Pengusaha Properti Klaten Temui Komisi 3 DPRD Klaten, Beri Masukan dan Harapkan Percepatan Perizinan

TRIBUNSOLO.COM/Zharfan Muhana
AUDIENSI - Pengusaha properti yang tergabung dalam Ikatan Pengusaha Properti Klaten (IPPK), melakukan audiensi dengan Komisi 3 DPRD Klaten. 

Laporan Wartawan TribunSolo.com, Zharfan Muhana

TRIBUNSOLO.COM, KLATEN - Puluhan pengusaha properti yang tergabung dalam Ikatan Pengusaha Properti Klaten (IPPK) melakukan audiensi dengan Komisi 3 DPRD Klaten. 

Audiensi ini meminta agar adanya percepatan, dalam pengurusan perizinan. 

"Kami memberikan beberapa usulan atau masukan. Jadi khususnya untuk proses perizinan terkait perumahan di Kabupaten Klaten, yang selama ini menurut kami belum terlalu ideal ya kita buat se ideal mungkin," ujar Wakil Ketua IPPK, Yoga Barata ditemui usai audiensi pada Rabu (25/6/2025). 

Yoga mencontohkan terkait persoalan perizinan, yang mana selama ini masih berjalan estafet antar dinas. 

Baca juga: Klaten Bangun Kerjasama Sister City dengan Nanjing Cina, Bupati Hamenang Harap Ada Investasi Masuk

Ia berharap, agar pengurusan izin bisa berjalan paralel atau berbarengan supaya ada efektivitas waktu. 

"Kalau terlalu lama nanti konsumen juga akan mempertanyakan keabsahan terkait legalitas, kepercayaan developer itu juga nanti akan turun," ucapnya. 

Yoga juga meminta adanya peraturan yang mengatur terkait komposisi Prasarana, Sarana, dan Utilitas Umum (PSU) tingkat Kabupaten. 

"Kami mendorong supaya stakeholder eksekutif legislatif ini mendorong diterbitkannya aturan, baik Perda maupun Pergub terkait PSU perumahan tersebut. Jadi, porsinya biar jelas berapa persen," paparnya. 

Selama ini, pihak pengembang mengacu dengan undang-undang terkait penataan ruang.

Dalam aturan itu, diatur sebanyak 20 persen dari luas total belum termasuk PSU. 

"Otomatis harga jualnya kan tinggi, berefek juga ke masyarakat. Kami inginnya jadi lebih ideal aturannya," kata Yoga.  
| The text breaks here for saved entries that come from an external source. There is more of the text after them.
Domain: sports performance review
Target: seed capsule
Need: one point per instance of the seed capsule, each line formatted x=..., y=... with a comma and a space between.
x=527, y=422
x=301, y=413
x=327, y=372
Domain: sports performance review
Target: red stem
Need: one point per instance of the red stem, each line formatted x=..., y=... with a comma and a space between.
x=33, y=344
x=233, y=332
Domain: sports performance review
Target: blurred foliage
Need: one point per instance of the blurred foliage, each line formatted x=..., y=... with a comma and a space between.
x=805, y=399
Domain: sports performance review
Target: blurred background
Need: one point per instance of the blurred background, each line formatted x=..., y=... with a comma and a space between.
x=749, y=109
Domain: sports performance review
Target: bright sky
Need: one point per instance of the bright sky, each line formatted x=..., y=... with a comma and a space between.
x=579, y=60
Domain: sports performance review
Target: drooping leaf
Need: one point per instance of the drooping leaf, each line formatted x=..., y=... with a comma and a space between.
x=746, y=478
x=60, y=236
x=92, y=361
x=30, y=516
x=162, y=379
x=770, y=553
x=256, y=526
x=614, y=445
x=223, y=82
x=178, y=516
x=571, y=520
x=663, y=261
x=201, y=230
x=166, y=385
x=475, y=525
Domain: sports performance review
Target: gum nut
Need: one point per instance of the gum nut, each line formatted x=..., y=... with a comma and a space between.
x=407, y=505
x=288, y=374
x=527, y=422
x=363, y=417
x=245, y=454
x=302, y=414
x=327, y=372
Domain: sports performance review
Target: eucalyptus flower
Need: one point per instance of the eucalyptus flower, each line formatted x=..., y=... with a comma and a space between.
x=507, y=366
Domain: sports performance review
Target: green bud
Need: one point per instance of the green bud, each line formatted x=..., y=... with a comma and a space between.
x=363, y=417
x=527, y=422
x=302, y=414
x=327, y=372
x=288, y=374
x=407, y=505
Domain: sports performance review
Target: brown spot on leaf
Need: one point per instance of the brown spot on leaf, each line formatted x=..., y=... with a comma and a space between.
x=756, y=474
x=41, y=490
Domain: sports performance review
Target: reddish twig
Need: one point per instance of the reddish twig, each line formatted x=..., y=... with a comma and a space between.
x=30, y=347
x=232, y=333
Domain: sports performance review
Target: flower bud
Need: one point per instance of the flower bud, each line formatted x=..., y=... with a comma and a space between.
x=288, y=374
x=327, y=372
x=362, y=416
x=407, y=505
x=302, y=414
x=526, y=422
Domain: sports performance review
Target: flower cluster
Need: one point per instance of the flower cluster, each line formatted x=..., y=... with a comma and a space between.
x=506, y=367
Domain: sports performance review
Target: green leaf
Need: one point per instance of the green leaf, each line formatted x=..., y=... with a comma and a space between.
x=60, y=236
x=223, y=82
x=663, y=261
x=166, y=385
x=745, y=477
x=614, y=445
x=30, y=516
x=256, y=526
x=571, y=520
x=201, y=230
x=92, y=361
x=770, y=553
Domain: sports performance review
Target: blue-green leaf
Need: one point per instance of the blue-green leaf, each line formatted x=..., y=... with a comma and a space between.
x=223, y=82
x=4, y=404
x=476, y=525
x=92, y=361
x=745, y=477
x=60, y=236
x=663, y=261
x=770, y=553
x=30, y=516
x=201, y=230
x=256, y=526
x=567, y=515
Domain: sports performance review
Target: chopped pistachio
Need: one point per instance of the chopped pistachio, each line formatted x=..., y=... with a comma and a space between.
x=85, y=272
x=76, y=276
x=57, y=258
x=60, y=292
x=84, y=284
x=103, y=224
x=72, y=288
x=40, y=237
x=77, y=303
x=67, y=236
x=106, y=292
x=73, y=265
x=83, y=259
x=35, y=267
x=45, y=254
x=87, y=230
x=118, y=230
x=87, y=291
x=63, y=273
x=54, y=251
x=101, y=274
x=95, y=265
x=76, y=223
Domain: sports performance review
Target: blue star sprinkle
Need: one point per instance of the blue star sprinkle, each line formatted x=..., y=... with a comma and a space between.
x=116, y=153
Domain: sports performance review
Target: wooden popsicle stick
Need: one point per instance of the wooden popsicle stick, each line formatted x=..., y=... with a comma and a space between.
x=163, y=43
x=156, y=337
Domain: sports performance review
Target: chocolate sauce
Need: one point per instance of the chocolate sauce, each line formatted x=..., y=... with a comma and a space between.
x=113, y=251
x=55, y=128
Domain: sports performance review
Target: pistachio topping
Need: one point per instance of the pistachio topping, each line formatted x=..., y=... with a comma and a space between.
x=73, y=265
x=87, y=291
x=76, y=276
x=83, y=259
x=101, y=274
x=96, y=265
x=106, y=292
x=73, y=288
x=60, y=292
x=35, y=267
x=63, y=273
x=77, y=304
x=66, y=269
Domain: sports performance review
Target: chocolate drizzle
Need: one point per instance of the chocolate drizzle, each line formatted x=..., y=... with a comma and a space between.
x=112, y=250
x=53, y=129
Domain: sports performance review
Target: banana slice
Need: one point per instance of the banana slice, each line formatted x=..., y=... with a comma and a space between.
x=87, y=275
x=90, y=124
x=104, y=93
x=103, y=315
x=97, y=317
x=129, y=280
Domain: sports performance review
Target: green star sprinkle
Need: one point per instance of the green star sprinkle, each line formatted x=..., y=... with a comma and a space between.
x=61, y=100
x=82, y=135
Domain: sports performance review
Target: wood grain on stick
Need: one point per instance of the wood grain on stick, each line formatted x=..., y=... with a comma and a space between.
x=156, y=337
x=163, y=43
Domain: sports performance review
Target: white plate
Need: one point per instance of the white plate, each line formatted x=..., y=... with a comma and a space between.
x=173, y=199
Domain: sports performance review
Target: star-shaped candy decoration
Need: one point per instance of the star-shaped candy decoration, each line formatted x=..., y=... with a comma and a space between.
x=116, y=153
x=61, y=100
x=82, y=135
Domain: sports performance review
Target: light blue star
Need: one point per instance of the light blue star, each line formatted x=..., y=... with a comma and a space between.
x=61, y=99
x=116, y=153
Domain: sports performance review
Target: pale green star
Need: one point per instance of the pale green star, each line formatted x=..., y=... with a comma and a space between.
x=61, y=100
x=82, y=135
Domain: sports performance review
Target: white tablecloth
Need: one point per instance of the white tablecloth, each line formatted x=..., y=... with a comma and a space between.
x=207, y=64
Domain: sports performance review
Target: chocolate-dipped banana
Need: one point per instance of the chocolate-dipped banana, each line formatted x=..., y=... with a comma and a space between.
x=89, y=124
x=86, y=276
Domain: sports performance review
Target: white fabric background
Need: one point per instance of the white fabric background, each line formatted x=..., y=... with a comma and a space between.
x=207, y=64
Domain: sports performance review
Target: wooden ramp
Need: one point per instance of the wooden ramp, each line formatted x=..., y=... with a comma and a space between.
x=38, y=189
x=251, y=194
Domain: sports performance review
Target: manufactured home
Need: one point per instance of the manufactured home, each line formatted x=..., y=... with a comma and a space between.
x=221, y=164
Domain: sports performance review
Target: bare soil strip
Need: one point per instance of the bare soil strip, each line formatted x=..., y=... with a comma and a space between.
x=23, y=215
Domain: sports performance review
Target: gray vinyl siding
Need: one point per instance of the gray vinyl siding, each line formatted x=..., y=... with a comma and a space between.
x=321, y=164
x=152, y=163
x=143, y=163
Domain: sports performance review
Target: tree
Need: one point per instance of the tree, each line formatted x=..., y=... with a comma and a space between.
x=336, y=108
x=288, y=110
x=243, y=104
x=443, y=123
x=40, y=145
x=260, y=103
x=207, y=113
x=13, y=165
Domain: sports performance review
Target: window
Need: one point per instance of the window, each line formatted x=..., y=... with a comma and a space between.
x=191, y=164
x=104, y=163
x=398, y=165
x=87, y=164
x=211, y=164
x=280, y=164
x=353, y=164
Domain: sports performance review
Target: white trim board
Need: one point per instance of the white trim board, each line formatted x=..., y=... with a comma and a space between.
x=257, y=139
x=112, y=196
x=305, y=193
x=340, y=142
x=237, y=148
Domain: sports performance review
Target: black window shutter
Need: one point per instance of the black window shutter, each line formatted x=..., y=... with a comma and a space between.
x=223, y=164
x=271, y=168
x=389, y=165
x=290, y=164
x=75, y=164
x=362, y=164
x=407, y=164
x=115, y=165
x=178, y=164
Baca juga: Rapat Paripurna DPRD Klaten, Bupati Hamenang Jawab Pandangan Umum Fraksi Soal 2 Raperda

Audiensi dipimpin oleh Ketua Komisi 3 DPRD Klaten Dwi Atmadja, Arry Shinta Wati, Budi Raharjo, dan Much. Hasyim. 
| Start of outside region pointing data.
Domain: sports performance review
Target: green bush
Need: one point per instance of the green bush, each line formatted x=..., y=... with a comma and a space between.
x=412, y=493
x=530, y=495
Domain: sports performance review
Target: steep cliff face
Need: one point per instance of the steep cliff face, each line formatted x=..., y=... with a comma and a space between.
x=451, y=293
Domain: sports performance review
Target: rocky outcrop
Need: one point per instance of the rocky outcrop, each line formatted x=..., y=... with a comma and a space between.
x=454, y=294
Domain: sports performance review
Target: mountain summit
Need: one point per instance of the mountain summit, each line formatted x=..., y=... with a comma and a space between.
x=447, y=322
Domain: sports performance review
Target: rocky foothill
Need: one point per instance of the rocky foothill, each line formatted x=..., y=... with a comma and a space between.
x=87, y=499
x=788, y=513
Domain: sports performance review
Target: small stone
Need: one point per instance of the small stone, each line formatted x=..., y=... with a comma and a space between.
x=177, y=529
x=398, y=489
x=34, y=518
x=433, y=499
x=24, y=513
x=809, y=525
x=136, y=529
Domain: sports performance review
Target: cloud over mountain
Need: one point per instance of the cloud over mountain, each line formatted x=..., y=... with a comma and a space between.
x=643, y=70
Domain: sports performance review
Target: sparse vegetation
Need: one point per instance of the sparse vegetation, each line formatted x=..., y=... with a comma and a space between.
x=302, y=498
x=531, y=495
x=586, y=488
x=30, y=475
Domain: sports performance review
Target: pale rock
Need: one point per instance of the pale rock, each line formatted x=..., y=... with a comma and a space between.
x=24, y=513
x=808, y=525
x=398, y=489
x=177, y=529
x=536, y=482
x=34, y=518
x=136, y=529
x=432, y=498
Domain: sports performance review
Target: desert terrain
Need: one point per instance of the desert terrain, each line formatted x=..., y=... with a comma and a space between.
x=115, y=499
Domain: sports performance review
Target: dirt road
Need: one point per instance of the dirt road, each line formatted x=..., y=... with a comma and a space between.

Sekretaris Komisi 3 DPRD Klaten, Arry Shinta Wati mengatakan pihaknya menampung aspirasi dari para pelaku usaha tersebut.

"Nah itu kan aspirasi mereka, kita tampung, kita fasilitasi," ujar Arry. 
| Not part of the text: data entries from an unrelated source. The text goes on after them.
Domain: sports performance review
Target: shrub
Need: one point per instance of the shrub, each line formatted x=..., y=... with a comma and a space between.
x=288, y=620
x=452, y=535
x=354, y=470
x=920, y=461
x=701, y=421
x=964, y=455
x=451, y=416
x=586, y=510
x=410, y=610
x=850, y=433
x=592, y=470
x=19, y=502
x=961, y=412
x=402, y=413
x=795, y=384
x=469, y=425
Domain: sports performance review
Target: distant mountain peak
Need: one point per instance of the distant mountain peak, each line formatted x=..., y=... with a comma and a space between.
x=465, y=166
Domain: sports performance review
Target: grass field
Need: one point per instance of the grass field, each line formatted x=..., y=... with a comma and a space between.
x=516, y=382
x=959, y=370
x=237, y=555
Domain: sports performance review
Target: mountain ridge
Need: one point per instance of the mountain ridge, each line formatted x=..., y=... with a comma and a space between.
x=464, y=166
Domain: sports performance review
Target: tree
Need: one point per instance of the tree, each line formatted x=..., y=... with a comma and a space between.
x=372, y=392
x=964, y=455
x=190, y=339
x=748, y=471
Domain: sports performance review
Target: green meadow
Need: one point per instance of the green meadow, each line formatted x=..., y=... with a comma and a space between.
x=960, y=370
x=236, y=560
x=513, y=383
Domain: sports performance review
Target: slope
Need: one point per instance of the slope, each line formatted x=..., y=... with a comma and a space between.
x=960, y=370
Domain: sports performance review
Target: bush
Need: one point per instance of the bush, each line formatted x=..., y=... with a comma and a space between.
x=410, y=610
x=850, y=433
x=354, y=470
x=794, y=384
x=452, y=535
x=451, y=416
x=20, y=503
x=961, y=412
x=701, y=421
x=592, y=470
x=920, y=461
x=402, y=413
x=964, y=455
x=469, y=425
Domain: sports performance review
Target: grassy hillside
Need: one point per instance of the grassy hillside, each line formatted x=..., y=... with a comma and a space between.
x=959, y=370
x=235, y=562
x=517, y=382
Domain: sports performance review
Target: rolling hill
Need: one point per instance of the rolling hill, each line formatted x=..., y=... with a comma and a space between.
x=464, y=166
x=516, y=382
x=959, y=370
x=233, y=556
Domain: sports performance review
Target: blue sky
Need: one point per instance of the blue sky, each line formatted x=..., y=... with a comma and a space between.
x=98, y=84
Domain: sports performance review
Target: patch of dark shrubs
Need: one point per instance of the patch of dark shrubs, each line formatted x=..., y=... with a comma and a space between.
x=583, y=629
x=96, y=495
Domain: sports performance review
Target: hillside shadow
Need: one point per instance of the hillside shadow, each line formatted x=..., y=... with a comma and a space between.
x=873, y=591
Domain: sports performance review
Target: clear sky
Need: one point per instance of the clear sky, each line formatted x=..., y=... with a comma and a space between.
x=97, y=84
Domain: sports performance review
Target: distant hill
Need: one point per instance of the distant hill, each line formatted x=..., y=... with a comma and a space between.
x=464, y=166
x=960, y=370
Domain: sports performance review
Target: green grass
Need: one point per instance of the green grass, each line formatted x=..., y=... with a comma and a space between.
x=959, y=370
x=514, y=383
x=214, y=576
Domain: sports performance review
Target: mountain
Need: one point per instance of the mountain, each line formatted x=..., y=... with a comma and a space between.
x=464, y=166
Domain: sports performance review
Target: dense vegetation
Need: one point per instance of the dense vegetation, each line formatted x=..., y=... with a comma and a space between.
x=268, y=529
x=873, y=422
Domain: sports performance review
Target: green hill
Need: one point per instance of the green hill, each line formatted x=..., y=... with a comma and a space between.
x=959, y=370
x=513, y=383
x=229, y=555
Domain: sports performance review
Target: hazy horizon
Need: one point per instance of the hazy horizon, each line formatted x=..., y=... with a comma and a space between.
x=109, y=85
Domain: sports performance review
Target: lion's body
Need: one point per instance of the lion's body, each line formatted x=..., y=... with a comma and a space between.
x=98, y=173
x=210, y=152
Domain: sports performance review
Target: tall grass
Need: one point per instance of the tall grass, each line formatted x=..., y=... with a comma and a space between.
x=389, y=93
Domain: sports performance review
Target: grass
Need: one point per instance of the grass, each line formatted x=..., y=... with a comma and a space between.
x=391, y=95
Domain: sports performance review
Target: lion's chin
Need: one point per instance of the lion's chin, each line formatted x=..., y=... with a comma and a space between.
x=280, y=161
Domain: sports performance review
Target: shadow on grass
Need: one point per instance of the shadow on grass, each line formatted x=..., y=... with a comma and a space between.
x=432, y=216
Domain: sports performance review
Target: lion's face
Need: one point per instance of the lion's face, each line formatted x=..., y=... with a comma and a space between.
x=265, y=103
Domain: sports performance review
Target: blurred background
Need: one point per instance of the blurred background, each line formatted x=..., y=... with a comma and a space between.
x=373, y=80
Dalam audiensi, pihaknya juga mengundang OPD dinas terkait guna mendapat titik temu. 

"Jadi semoga dengan adanya audensi ini, kedua belah pihak itu bisa bersinergi sehingga perizinan itu bisa dipercepat atau bisa lebih cepat, lebih tepat, dan tidak melanggar aturan," pungkasnya.